During the last weeks of school, a schedule-free summer filled with lazy days at the pool and endless hours of free play sounds enticing -- but by early July, you may need a few simple activities at the ready to keep the kids from getting bored. These slightly educational and extremely simple options let you put a project together in a matter of minutes, using free printables, paper and pens, a few kitchen staples, or sidewalk chalk.

color scavenger hunt
I Heart Crafty Things

1. Scavenger Hunts

Help the kids fine-tune their powers of observation by sending them on a simple scavenger hunt. Free printables will have little ones searching for items in nature (a clover, a flower, a ladybug), or older kids looking for more complicated finds (four different types of birds, three different leaves); other versions list vehicles, fences, and city-specific items. Another idea: Make your own quick scavenger hunt by drawing different colored squares or shapes on a paper and having the kids find items that match.

ice cream in a bag
Simple Play Ideas

2. Ice Cream in a Bag

Making ice cream in a bag with this recipe from Carolyn at The Pleasantest Thing is an easy way to teach kids measuring and math skills -- while they're working off some energy.
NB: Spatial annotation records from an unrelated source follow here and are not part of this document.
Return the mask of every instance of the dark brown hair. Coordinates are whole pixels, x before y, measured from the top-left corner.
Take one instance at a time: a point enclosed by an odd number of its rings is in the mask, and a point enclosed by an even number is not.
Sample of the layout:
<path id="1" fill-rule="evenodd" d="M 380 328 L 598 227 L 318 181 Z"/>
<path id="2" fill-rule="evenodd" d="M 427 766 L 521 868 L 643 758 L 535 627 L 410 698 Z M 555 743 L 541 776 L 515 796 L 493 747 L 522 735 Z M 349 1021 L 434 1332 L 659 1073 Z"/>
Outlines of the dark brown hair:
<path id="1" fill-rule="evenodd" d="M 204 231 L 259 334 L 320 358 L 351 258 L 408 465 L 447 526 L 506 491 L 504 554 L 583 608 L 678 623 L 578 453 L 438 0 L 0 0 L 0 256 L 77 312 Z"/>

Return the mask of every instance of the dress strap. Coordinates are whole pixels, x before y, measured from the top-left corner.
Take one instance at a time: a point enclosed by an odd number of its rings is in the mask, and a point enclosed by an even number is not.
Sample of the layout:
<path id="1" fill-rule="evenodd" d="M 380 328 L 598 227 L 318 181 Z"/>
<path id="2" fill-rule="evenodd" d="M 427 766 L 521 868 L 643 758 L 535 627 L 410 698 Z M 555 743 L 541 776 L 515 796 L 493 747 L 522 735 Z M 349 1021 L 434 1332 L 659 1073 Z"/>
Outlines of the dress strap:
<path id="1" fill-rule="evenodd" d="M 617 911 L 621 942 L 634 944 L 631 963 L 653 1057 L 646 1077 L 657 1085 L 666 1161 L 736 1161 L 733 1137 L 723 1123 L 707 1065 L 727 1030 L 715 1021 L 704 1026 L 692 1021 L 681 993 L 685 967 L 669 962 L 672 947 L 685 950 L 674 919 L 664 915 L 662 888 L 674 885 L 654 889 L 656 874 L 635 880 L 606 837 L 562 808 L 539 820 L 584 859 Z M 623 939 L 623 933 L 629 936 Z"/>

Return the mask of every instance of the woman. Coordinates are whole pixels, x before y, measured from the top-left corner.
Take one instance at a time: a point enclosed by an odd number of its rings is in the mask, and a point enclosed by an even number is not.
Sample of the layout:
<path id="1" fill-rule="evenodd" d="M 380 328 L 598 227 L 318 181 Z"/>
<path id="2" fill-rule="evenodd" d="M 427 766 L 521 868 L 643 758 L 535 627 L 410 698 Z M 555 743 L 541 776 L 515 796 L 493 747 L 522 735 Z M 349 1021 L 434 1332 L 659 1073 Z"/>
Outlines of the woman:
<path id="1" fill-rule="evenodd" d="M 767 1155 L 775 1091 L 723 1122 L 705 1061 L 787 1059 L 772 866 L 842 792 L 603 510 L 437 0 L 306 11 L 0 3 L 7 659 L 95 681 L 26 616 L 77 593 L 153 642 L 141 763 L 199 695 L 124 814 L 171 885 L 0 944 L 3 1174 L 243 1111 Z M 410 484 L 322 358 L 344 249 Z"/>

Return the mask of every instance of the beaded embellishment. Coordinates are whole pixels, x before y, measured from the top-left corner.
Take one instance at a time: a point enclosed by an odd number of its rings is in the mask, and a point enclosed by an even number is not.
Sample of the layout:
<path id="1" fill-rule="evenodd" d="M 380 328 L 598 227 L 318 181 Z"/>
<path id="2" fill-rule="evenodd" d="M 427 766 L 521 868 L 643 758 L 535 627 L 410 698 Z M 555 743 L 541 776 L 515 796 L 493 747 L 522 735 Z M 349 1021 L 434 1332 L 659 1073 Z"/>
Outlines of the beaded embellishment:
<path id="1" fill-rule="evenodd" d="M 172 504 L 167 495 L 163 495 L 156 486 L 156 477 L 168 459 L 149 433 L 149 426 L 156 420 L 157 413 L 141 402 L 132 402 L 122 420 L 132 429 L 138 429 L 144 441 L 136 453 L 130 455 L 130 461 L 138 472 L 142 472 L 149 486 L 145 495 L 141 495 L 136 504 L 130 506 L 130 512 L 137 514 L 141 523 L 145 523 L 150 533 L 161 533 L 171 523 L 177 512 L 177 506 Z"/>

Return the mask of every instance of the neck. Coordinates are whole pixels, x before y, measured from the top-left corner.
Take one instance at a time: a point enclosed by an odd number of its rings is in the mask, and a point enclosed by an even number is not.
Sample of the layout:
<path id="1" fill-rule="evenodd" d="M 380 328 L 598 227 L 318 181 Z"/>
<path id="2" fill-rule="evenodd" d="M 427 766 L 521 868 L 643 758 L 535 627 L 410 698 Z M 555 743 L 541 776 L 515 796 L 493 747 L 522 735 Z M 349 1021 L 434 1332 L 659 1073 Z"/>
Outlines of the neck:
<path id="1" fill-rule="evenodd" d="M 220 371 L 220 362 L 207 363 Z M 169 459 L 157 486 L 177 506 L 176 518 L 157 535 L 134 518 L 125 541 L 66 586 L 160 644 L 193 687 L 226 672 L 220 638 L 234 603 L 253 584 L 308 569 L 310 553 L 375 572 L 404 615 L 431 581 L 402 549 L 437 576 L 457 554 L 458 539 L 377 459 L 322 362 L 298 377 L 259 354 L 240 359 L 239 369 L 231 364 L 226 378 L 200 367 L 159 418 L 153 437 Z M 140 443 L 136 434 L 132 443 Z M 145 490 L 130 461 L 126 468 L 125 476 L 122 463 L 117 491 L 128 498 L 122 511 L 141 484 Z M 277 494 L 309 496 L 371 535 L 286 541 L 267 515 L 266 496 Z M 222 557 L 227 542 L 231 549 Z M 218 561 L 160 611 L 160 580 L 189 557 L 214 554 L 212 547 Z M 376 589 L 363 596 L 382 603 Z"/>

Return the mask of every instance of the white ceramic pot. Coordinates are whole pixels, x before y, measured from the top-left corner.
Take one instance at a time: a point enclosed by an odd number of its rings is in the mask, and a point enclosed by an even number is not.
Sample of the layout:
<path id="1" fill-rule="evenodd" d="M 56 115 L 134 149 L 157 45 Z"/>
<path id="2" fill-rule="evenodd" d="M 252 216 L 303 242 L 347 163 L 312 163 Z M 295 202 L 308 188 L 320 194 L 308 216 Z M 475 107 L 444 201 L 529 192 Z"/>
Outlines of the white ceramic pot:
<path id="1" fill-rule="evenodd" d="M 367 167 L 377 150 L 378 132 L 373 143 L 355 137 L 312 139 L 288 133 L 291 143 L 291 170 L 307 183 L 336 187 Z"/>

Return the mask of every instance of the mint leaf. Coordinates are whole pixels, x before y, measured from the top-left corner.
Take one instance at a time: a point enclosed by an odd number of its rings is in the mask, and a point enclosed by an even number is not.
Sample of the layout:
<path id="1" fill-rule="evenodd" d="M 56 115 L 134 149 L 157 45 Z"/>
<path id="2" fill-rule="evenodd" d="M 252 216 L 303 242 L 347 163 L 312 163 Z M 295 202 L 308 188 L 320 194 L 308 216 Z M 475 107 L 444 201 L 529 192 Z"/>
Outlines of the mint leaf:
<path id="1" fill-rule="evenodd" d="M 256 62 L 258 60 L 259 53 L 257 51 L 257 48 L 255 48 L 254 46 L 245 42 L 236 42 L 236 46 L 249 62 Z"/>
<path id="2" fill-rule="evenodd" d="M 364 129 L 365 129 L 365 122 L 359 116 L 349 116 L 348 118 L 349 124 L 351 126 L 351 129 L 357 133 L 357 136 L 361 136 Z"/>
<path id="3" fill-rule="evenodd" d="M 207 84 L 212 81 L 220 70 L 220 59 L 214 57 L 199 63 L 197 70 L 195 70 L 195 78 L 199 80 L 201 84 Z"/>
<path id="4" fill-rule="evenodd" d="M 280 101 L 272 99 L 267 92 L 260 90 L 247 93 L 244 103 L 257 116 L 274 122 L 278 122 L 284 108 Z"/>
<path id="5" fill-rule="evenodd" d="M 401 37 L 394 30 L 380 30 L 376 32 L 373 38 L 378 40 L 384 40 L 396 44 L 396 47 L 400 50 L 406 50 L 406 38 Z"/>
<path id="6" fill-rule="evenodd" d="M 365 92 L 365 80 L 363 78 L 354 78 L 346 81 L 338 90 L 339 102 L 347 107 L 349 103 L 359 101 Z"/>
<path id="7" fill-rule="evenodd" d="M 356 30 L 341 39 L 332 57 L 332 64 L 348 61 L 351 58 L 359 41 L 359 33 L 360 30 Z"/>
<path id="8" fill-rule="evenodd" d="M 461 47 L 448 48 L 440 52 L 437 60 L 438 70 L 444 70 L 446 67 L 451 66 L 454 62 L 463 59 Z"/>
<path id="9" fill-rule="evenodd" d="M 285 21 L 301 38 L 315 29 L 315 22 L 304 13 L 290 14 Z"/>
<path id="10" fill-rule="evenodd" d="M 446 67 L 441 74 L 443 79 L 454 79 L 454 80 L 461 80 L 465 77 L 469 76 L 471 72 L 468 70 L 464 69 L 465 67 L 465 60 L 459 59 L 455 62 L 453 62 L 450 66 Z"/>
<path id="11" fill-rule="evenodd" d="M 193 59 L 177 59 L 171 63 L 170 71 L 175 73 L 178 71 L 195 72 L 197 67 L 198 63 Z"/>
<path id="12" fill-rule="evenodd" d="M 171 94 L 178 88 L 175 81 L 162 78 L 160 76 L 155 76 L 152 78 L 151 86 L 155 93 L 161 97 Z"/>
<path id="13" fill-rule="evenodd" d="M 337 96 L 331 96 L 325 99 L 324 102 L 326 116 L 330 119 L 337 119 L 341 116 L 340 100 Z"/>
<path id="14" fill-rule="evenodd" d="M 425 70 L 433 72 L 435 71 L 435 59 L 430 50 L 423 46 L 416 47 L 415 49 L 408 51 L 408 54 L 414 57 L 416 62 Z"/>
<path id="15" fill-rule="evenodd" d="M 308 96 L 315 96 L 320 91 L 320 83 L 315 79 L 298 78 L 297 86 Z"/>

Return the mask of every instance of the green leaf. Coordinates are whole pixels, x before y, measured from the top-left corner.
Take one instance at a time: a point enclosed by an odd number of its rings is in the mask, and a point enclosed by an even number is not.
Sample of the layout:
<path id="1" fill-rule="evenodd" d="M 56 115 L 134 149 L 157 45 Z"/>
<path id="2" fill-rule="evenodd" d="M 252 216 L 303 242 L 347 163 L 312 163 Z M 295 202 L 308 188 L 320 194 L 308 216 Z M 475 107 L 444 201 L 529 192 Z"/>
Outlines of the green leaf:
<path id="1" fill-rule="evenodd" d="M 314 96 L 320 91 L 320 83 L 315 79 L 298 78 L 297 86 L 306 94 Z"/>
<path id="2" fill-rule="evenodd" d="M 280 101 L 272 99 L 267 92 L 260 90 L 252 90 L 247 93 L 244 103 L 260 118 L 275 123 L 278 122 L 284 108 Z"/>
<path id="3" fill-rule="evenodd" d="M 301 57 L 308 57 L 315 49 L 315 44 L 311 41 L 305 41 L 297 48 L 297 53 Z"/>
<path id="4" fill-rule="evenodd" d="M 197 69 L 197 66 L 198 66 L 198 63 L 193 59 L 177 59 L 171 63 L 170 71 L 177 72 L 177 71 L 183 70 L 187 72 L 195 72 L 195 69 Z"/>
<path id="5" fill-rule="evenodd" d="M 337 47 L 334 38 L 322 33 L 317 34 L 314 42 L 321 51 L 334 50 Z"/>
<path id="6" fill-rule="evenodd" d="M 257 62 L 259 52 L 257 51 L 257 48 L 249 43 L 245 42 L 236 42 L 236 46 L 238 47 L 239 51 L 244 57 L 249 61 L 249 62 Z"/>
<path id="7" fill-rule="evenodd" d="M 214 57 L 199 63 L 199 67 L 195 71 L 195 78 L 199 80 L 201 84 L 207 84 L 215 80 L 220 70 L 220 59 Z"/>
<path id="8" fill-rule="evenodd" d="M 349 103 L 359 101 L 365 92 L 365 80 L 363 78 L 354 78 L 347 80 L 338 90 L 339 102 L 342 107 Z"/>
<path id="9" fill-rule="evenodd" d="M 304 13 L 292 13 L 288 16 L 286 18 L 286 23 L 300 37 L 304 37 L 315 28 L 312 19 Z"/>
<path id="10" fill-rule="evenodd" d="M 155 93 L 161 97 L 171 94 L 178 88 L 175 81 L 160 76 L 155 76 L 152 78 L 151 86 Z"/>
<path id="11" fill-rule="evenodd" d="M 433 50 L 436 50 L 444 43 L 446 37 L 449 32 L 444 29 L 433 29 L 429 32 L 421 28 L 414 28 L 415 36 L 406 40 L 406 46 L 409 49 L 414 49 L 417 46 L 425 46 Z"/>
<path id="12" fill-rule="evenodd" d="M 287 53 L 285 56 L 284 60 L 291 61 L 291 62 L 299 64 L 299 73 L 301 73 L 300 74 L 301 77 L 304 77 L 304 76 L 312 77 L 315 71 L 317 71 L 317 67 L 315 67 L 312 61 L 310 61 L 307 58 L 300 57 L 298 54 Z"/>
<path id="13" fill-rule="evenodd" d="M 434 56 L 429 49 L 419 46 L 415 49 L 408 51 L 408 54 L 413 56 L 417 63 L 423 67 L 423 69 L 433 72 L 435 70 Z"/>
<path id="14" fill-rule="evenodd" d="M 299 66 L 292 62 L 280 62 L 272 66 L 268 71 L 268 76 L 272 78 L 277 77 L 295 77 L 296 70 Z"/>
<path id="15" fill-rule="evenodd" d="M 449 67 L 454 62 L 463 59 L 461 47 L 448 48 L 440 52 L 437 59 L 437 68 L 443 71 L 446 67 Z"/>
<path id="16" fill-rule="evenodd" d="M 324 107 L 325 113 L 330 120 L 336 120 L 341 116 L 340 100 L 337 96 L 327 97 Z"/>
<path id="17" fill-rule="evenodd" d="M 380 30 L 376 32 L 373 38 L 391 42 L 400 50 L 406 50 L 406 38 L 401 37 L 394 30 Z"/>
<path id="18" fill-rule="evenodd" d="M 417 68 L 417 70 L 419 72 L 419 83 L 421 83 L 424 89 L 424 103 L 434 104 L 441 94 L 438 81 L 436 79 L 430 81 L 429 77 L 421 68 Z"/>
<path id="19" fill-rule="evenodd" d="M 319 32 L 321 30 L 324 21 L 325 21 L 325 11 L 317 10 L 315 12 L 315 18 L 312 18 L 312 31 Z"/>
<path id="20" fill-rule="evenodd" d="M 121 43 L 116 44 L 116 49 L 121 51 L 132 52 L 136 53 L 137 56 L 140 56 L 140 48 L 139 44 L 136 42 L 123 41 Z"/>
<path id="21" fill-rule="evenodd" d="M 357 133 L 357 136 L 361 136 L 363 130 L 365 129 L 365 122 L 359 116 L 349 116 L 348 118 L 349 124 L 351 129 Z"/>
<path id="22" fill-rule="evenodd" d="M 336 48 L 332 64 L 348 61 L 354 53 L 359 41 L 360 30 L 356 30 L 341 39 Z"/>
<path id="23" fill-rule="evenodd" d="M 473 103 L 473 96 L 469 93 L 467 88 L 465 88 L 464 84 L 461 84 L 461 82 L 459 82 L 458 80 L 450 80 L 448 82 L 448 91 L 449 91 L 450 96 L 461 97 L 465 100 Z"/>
Seal heavy cream, vanilla, and sugar in two zippered plastic sandwich bags, and then put those bags in a larger bag filled with ice and kosher salt. Have the kids toss, shake, run, and jump with the bag to shake the liquid for 5-10 minutes until it turns into their afternoon snack.

sponge darts
The Seasoned Mom

3. Sponge Darts

A simple game of sponge darts from The Seasoned Mom combines water play -- perfect for hot days -- with sidewalk chalk art, and gets the kids up and moving while practicing their hand-eye coordination. Just use the chalk to draw concentric circles and a bullseye on your driveway, sidewalk, or walkway, and then have the kids toss wet sponges at it while trying to hit the center circle. Adjust the game for older kids by having them stand farther away, or drawing a smaller target.

garden rock caterpillar
Nellie Bellie
4. Garden Rock Caterpillar

Making a garden caterpillar from painted rocks (like this one from Nellie Bellie) is a multi-part activity that offers lots of learning activities. Spend one afternoon with your children looking for just the right rocks -- ones that are smooth and flat, similar in size to each other, interesting looking, and stackable. Then spend another block of time painting the rocks before building the caterpillar; this is a fun indoor project for a rainy day, or another easy outdoor task if you're working with messy painters.

Shadow Drawing
Rookie Parenting

5. Shadow Drawing

This shadow drawing activity from Rookie Parenting is a physics-for-beginners project that you can do with paper, pencils, toys, and the sun. Set up a few small toys so that they cast a shadow onto a paper and have your kids trace it; then talk about how shadows are created when an object blocks the sun. Do the activity at different times throughout the day to see how shadows change as the sun rises and sets -- or have kids trace the shadows without anyone else seeing the objects they're using, and then have the rest of the family try to guess the item the tracer used.